DESCRIPTION (provided by applicant): HIV-1 protease is the target of the most effective anti-viral drugs for the treatment of HIV-1 infection. All these drugs derive from successful structure-based design studies. The enzyme cleaves the viral gag-pol polyprotein at least ten unique sites and is essential for maturation of the virion and thus the spread of the virus. Therefore, it has been a prime target for drug design research. Unfortunately the medical efficacy of the current drugs is proving to be short lived, as viable mutant variants of HIV-1 protease confer drug resistance. Drug resistance is a subtle change in the balance of recognition events, between the relative affinity of the enzyme to bind inhibitors and its ability to bind and cleave substrates. Since HIV-1 protease binds substrates and inhibitors at the same active site, a change that alters inhibitor binding also alters substrate binding. We previously developed a structural rationale that explains how HIV protease recognizes its substrates and how drug resistant mutations occur within the active site of HIV protease, while still maintaining substrate recognition. HIV protease recognizes a conserved asymmetric shape that the substrates adopt, the "substrate envelope". This led us to the realization that most active-site drug-resistant mutations within HIV protease occur where the inhibitors protrude beyond the consensus substrate envelope and contact the protease. Those protease residues are prime positions for drug resistance to occur, as they are more important for inhibitor binding than for substrate binding. In this proposal we elucidate the interdependence of drug-induced co-evolution of HIV-1 protease and within Gag and its impact on protease inhibitor drug resistance and investigate how to extend the substrate envelope to other systems. PUBLIC HEALTH RELEVANCE: HIV-1 protease is the target of the most effective anti-viral drugs for the treatment of HIV-1 infection. Unfortunately the medical efficacy of the current drugs is proving to be short lived, as viable mutant variants of HIV-1 protease confer drug resistance. Drug resistance is a subtle change in the balance of recognition events, between the relative affinity of HIV protease to its drugs and its ability perform its biological function. In this proposal we investigate this interplay and elucidate the impact on drug resistance to different drugs.

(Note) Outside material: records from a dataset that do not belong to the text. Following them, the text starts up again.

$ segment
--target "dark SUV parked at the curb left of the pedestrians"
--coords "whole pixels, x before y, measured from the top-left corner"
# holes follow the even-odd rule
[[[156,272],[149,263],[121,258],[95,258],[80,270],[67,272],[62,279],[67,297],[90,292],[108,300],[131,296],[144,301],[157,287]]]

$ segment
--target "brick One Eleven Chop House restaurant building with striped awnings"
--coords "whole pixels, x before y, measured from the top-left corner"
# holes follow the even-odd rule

描述（申请人提供）：HIV-1蛋白酶是治疗HIV-1感染最有效的抗病毒药物的靶点。所有这些药物都来自成功的基于结构的设计研究。该酶切割病毒gag-pol多聚蛋白的至少10个独特位点，并且对于病毒体的成熟以及因此病毒的传播是必需的。因此，它已成为药物设计研究的主要目标。不幸的是，目前药物的医疗效力被证明是短暂的，因为HIV-1蛋白酶的可行突变变体赋予耐药性。耐药性是酶结合抑制剂的相对亲和力与其结合和切割底物的能力之间的识别事件平衡的微妙变化。由于HIV-1蛋白酶在同一活性位点结合底物和抑制剂，因此改变抑制剂结合的变化也会改变底物结合。我们以前开发了一种结构原理，解释了HIV蛋白酶如何识别其底物，以及HIV蛋白酶活性位点内如何发生耐药突变，同时仍保持底物识别。HIV蛋白酶识别底物所采用的保守的不对称形状，即“底物包膜”。这使我们认识到，HIV蛋白酶内的大多数活性位点耐药突变发生在抑制剂突出超过共有底物包膜并接触蛋白酶的地方。这些蛋白酶残基是耐药性发生的主要位置，因为它们对抑制剂结合比对底物结合更重要。在这个提议中，我们阐明了药物诱导的HIV-1蛋白酶和Gag内的共同进化的相互依赖性及其对蛋白酶抑制剂耐药性的影响，并研究如何将底物包膜扩展到其他系统。 公共卫生相关性：HIV-1蛋白酶是治疗HIV-1感染最有效的抗病毒药物的靶点。不幸的是，目前药物的医疗效力被证明是短暂的，因为HIV-1蛋白酶的可行突变变体赋予耐药性。耐药性是HIV蛋白酶对其药物的相对亲和力与其执行生物学功能的能力之间识别事件平衡的微妙变化。在这项提案中，我们调查这种相互作用，并阐明对不同药物的耐药性的影响。